Alá estava em seu jardim. Os deuses têm imensos jardins infinitos, e nada fazem por lá, a não ser andar de um lado pro outro. Um dia Alá chegou à fronteira de seu jardim com o de Jesus e, através da grade, o chamou. Jesus estava cabisbaixo. Disse que estava triste porque agora havia terroristas agindo em seu nome, com bombas e matança de gente. Alá sorriu e disse: “Você se acostuma. Tenho centenas de homens-bomba em minha consciência”. Mas isso não aliviou a barra de Jesus.
Assim, o deus do islã chamou Jesus para que caminhassem juntos. Saíram de seus jardins e caminharam por jardins menores, e num deles, havia um trailer que vendia cervejas e cachorros-quente. Era o trailer de Buda, que ganhava a vida honestamente. Buda sentou-se com os ilustres fregueses, pois não era todo dia que se recebia Jesus e Alá, assim, de uma vez só. Os dois consolaram o Deus cristão, pois eram seus amigos; mas não puderam deixar de dizer que, afinal, não era a primeira vez que matavam em nome dele, Jesus, e ele deveria saber disso. Jesus concordou, mas disse que sempre teve proteção da imprensa, mas dessa vez, na Noruega, não dava pra tampar o sol com a peneira.
Buda e Alá, diante de um Jesus tristonho, foram até a um campo de futebol nas proximidades do trailer do Buda. O futebol alegra as pessoas e lá foram os três, tentar esquecer as amarguras da vida. Para isso o futebol fora inventado. Se apresentaram na portaria e foram aceitos pelo treinador, que não era louco e não recusaria essa milagrosa participação.

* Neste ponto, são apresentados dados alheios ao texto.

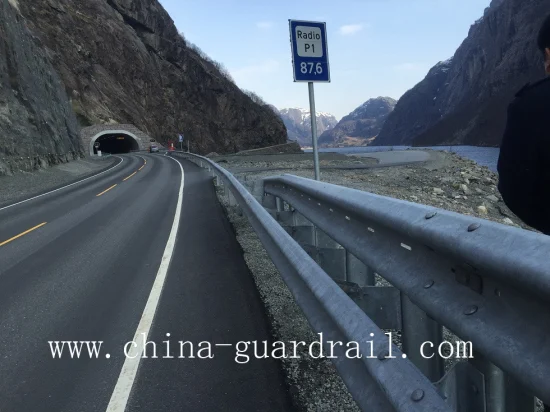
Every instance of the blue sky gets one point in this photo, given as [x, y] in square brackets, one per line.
[376, 47]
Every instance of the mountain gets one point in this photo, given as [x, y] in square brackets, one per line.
[360, 126]
[298, 124]
[464, 100]
[37, 125]
[123, 61]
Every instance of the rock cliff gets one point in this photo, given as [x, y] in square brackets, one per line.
[298, 124]
[361, 125]
[37, 125]
[123, 61]
[464, 100]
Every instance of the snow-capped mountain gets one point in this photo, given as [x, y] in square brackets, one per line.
[360, 126]
[298, 124]
[464, 100]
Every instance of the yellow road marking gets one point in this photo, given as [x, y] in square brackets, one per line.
[22, 234]
[129, 176]
[105, 191]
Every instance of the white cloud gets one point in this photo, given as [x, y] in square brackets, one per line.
[409, 67]
[266, 67]
[264, 25]
[350, 29]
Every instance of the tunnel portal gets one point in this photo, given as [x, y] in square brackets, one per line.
[115, 143]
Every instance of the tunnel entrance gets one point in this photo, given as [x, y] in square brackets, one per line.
[115, 143]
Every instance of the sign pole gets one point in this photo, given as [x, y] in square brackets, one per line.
[313, 116]
[308, 40]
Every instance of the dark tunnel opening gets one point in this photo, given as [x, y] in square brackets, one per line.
[115, 143]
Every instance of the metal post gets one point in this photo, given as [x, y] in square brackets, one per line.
[313, 116]
[502, 392]
[279, 203]
[417, 329]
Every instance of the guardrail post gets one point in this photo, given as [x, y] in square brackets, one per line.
[417, 329]
[269, 202]
[279, 204]
[502, 392]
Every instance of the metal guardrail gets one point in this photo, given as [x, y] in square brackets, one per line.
[488, 283]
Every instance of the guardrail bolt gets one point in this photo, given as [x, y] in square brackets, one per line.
[473, 226]
[383, 355]
[470, 310]
[417, 395]
[430, 215]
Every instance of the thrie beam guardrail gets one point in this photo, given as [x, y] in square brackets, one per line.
[488, 283]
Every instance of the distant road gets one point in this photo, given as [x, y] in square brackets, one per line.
[397, 157]
[145, 247]
[383, 159]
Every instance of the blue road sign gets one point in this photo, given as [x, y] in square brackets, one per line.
[309, 51]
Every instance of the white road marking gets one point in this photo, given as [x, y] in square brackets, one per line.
[64, 187]
[126, 379]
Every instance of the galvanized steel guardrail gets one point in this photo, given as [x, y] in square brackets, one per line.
[486, 282]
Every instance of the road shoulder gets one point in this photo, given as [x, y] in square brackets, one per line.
[24, 185]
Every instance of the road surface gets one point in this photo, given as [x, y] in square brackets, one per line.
[143, 248]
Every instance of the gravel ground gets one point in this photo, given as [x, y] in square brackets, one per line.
[446, 181]
[315, 385]
[28, 184]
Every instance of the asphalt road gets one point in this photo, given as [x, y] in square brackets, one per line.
[142, 248]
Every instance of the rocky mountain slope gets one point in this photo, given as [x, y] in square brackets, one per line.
[464, 100]
[37, 126]
[298, 124]
[123, 61]
[360, 126]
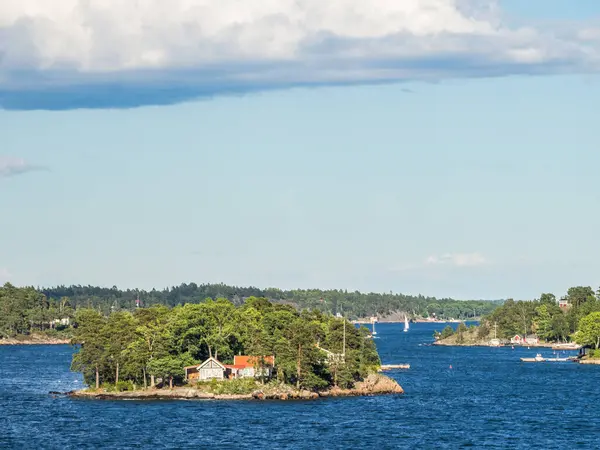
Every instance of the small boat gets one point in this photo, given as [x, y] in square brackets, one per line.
[567, 346]
[538, 358]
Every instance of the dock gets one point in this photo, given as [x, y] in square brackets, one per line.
[385, 367]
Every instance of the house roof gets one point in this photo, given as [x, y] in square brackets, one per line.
[249, 361]
[213, 360]
[233, 366]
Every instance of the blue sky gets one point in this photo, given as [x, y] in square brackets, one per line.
[450, 182]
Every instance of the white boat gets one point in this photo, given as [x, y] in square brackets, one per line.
[538, 358]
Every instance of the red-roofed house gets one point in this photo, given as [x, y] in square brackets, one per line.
[250, 366]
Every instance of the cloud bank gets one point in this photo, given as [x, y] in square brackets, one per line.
[5, 276]
[10, 166]
[474, 259]
[64, 54]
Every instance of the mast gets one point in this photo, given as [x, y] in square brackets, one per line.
[344, 345]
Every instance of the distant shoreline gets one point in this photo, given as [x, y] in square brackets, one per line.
[34, 340]
[487, 344]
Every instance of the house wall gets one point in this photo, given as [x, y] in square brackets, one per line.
[209, 373]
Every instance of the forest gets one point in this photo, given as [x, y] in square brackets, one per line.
[27, 310]
[128, 350]
[576, 318]
[352, 305]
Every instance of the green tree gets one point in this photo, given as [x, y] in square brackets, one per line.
[90, 335]
[589, 330]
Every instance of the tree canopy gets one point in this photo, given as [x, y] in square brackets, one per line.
[158, 342]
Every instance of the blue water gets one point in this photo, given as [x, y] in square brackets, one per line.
[488, 399]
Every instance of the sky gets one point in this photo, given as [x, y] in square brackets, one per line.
[439, 147]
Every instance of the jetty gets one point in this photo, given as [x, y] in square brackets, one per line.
[385, 367]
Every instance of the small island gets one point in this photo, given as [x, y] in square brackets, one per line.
[216, 350]
[570, 323]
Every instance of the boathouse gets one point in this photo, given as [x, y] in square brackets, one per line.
[250, 366]
[243, 367]
[208, 370]
[531, 339]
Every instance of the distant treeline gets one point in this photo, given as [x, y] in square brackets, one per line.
[157, 342]
[352, 305]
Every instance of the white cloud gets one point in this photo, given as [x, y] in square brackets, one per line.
[474, 259]
[457, 259]
[5, 276]
[10, 166]
[208, 47]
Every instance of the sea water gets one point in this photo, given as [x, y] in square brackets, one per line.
[456, 397]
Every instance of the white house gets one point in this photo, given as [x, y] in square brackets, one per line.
[208, 370]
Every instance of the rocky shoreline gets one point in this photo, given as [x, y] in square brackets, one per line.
[447, 343]
[374, 384]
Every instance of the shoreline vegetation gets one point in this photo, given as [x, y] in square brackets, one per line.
[569, 323]
[374, 384]
[198, 350]
[37, 339]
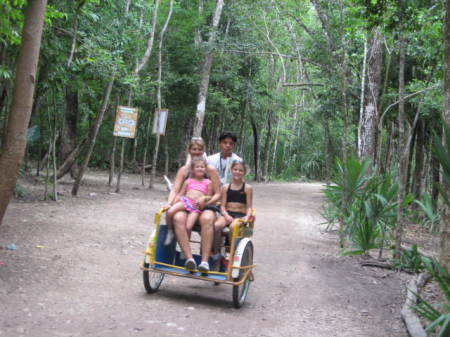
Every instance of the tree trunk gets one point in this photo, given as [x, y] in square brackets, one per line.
[148, 51]
[402, 157]
[419, 160]
[92, 137]
[255, 147]
[273, 170]
[267, 145]
[369, 112]
[70, 160]
[69, 130]
[328, 148]
[16, 132]
[158, 91]
[206, 71]
[445, 229]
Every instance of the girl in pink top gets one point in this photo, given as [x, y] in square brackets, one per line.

Como o número de jardins no Universo é infinito, com um número infinito de deuses, há um campeonato de pontos corridos entre as agremiações celestes que ninguém sabe quando começou e nem quando vai terminar, dado o fato da somatória de números ser infinita.
Naquele dia jogaria o Tricolor da Angélica Aliança, contra o Alvi-negro dos Portos Estrelares. Jesus, Alá e Buda entraram em campo. A galera delirou. Jesus jogava meio estilo Ganso, distribuía bem e batia colocado com a esquerda; Alá, espécie de Neymar incontrolável, era só ataque; Buda ficou lá na frente, parado, espécie de Leandro Damião careca. Mas foi dele o gol da vitória do Tricolor.
Depois do jogo, os três foram para a balada com os torcedores e com as marias-chuteira. a balada durou milênios, porque assim são os dias dos deuses. Quando acordaram, estavam num imenso palácio, o palácio das Vaidades. Os três estavam sentados frente a frente, em círculo, num chão de vidro cheio de almofadas de cetim. Naquele palácio os três eram visitados constantemente por gente de todos os lugares; a maioria queria os autógrafos, pois depois daquela partida inesquecível, tornaram-se super-stars. Televisões, revistas, jornais, templos, bancos, escolas, exércitos e prisões só pensavam neles. Assinaram milhares de contrato de publicidade.
Mas eis que um dia, uma das portas do palácio se abriu e um bebê, um menino que estava prestes a dar os primeiros passos, entrou. Ele ficou em pé diante dos três e cambaleou. Parecia que iria cair no colo de Jesus, mas bem na hora se equilibrou e parecia se dirigir aos braços de Alá, mas de novo se re-equilibrou e quando todos pensaram que se entregaria ao Buda, o menino, ereto, controlando o próprio corpo, de novo, ficou em pé; e sem ajuda. Em seguida passou a caminhar livremente.
Com o domínio das próprias pernas, o menino olhou nos olhos dos três deuses que imediatamente começaram a se transformar em névoa, que desapareceu a flutuar além do céu; o palácio também desapareceu. Em seu lugar, uma estrada surgiu debaixo dos pés do menino, que já não era mais um bebê, mas sim um jovem adulto, que começou a caminhar de posse do próprio destino. Ele era o espírito da humanidade. Atrás dele iam os animais terrestres.
Longe, no horizonte, - seus olhos agora viam a Terra, - havia uma montanha com ar puro e água limpa em seu cume. A semente do homem pleno começou a escalar a montanha e, quanto mais subia, mais forte se tornava; além de viril e exuberante. A certa altura parou e olhou pra trás. Lembrou-se dos sonhos entorpecidos que tivera e lamentou o tempo que perdeu de sua vida, quando acorrentado a sentimentos tão medíocres e letárgicos.
Agora era livre para voar como uma águia e usufruir o máximo de si mesmo. ( e dançava a música que os tolos e os medíocres se recusavam a ouvir)
(aos amigos: estou querendo enviar está crônica ao jornal da cidade. minha mulher disse que dará rolo. será?).